Dalam dunia keuangan atau perbankan dikenal dengan kegiatan anjak piutang atau factoring.

10. Ar-Rahn

Ar-Rahn merupakan kegiatan menahan salah satu harta milik si peminjam sebagai jaminan atas
pinjaman yang diterimanya. Kegiatan seperti ini dilakukan seperti jaminan utang atau gadai.
Bab III

Kesimpulan dan Saran

1. Kesimpulan
Bank syariah adalah bank atau tempat penyimpanan dana yang sesuai dengan hukum-hukum
dan landasan agama Islam.

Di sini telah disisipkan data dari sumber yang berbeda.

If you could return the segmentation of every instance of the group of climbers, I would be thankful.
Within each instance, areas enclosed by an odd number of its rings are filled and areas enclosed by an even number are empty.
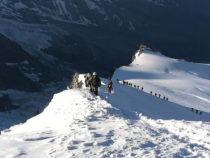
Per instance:
[[[85,75],[85,86],[90,87],[90,92],[98,95],[98,87],[101,87],[101,79],[96,72],[92,76],[90,73]]]
[[[101,87],[101,79],[97,75],[97,73],[94,72],[92,76],[90,73],[87,73],[84,76],[84,78],[85,78],[85,86],[90,87],[90,92],[94,93],[95,95],[98,95],[98,87]],[[106,87],[106,89],[108,90],[109,93],[111,93],[111,90],[113,90],[112,84],[113,83],[111,81],[111,78],[109,77],[108,85]]]

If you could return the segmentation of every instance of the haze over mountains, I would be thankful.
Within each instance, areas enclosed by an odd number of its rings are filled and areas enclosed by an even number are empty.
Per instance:
[[[75,71],[108,77],[140,44],[208,62],[209,8],[208,0],[0,0],[0,89],[40,91]]]

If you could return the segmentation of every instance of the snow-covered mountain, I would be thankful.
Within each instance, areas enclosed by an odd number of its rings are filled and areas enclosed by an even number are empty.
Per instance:
[[[133,59],[115,71],[111,94],[103,78],[99,96],[86,88],[64,90],[40,115],[2,131],[0,156],[208,158],[210,65],[171,59],[148,48]]]
[[[0,0],[0,34],[7,38],[0,43],[17,43],[50,69],[20,71],[39,86],[75,71],[107,77],[129,64],[141,43],[170,57],[209,62],[209,5],[207,0]]]

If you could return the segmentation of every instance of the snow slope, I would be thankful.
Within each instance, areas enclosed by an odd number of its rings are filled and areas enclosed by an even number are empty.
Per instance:
[[[115,82],[109,94],[102,82],[99,96],[62,91],[42,114],[3,131],[0,157],[210,156],[208,113]]]
[[[129,65],[117,69],[113,80],[126,80],[169,101],[210,113],[210,65],[168,58],[144,49]]]

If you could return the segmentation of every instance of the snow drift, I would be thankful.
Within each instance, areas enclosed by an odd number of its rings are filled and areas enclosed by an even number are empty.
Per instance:
[[[43,113],[2,132],[0,157],[209,157],[208,66],[144,50],[113,78],[146,91],[114,82],[110,94],[102,79],[99,96],[86,88],[55,94]],[[169,101],[145,93],[150,88]],[[203,115],[187,107],[196,101]]]

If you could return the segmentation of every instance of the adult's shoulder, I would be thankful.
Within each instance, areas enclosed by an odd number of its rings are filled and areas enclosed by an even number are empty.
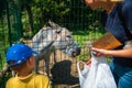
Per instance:
[[[132,0],[125,0],[123,3],[124,10],[132,10]]]

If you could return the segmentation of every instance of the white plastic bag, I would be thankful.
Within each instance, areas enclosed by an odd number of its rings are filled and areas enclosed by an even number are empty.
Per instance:
[[[84,64],[80,70],[79,64]],[[80,88],[117,88],[112,73],[105,57],[91,57],[91,66],[78,62],[77,69],[79,75]]]

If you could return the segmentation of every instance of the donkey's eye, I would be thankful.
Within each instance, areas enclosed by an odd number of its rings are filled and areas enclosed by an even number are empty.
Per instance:
[[[59,33],[61,33],[61,31],[56,31],[56,33],[57,33],[57,34],[59,34]]]
[[[67,35],[66,37],[72,37],[70,35]]]

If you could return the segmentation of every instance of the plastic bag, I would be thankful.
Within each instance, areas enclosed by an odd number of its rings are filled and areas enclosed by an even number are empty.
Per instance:
[[[79,64],[84,64],[80,70]],[[92,55],[90,67],[84,62],[77,63],[80,88],[117,88],[110,67],[105,57]]]

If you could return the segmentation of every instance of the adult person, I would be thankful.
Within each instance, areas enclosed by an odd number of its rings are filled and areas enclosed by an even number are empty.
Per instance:
[[[89,2],[90,1],[90,2]],[[88,6],[101,3],[105,0],[86,0]],[[110,0],[109,0],[110,1]],[[118,0],[119,1],[119,0]],[[105,2],[103,2],[105,3]],[[103,4],[102,4],[103,6]],[[92,8],[91,7],[91,8]],[[96,7],[101,7],[100,4]],[[105,7],[102,7],[106,9]],[[116,6],[108,15],[106,30],[111,32],[122,43],[114,50],[91,47],[97,56],[110,56],[110,68],[118,88],[132,87],[132,0],[123,0]]]
[[[6,88],[51,88],[48,77],[35,74],[35,61],[31,47],[14,44],[7,52],[7,63],[16,73],[7,81]]]

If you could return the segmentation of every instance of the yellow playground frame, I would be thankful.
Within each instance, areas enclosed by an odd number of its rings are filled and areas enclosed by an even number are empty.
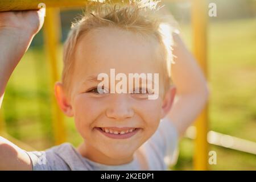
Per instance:
[[[114,0],[113,2],[122,1]],[[178,0],[168,0],[180,1]],[[193,30],[193,52],[206,77],[207,77],[207,17],[208,6],[206,0],[188,0],[192,3],[191,16]],[[84,6],[88,0],[1,0],[0,11],[11,10],[36,10],[46,6],[46,14],[44,26],[45,48],[49,61],[51,74],[51,84],[59,80],[57,65],[57,51],[60,42],[61,25],[60,23],[60,8],[79,7]],[[113,1],[113,0],[112,0]],[[129,2],[128,0],[125,1]],[[64,126],[63,115],[57,106],[52,94],[52,108],[53,115],[52,123],[56,144],[66,141],[66,129]],[[204,109],[195,122],[196,136],[195,139],[194,169],[208,169],[208,106]],[[7,138],[14,143],[31,150],[31,147],[15,140],[5,132],[3,117],[0,115],[1,135]]]

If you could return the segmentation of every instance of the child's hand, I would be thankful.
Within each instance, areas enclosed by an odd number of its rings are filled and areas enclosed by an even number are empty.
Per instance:
[[[8,30],[12,32],[27,32],[36,34],[42,28],[45,9],[39,11],[23,11],[0,13],[0,31]]]
[[[45,9],[0,13],[0,107],[13,70],[42,28]]]

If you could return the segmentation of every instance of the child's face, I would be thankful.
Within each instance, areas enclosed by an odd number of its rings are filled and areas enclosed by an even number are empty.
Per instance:
[[[71,99],[62,108],[74,117],[87,147],[110,158],[125,159],[155,133],[174,96],[173,92],[170,97],[160,93],[163,81],[155,60],[157,45],[155,40],[146,42],[134,33],[113,28],[94,30],[80,39]],[[148,100],[143,94],[97,93],[98,75],[106,73],[110,78],[113,68],[115,75],[125,73],[127,80],[129,73],[160,73],[159,97]]]

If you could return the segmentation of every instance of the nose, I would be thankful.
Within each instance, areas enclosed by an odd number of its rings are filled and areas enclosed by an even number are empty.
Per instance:
[[[129,101],[129,94],[115,93],[111,97],[109,107],[106,111],[108,117],[122,121],[134,115],[134,111]]]

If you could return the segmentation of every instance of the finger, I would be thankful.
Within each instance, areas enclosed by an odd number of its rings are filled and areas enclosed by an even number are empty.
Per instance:
[[[46,15],[46,9],[44,7],[41,8],[38,10],[39,16],[39,30],[41,29],[43,24],[44,24],[44,16]]]

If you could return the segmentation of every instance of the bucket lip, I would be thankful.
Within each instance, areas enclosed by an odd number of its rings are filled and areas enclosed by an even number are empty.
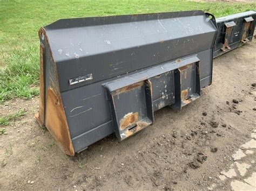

Bank ini banyak memberikan manfaat dan kemudahan bagi
masyarakat, khususnya muslim.
Di Indonesia, mayoritas penduduk beragama Islam, sehingga seharusnya hukum keuangan yang
diterapkan mengikuti hukum perekonomian Islam, yaitu bank syariah.

2. Saran

Dilihat dari keuntungan-keuntungan dan manfaat dari bank syariah sendiri, seharusnya
masyarakat menggunakan bank syariah sebagai tempat penyimpan modal. Namun faktanya
pada zaman ini masih banyak yang menggunakan bank konvensional karena tergiur oleh bunga
yang dijanjikan. Padahal bunga adalah riba dalam hukum Islam.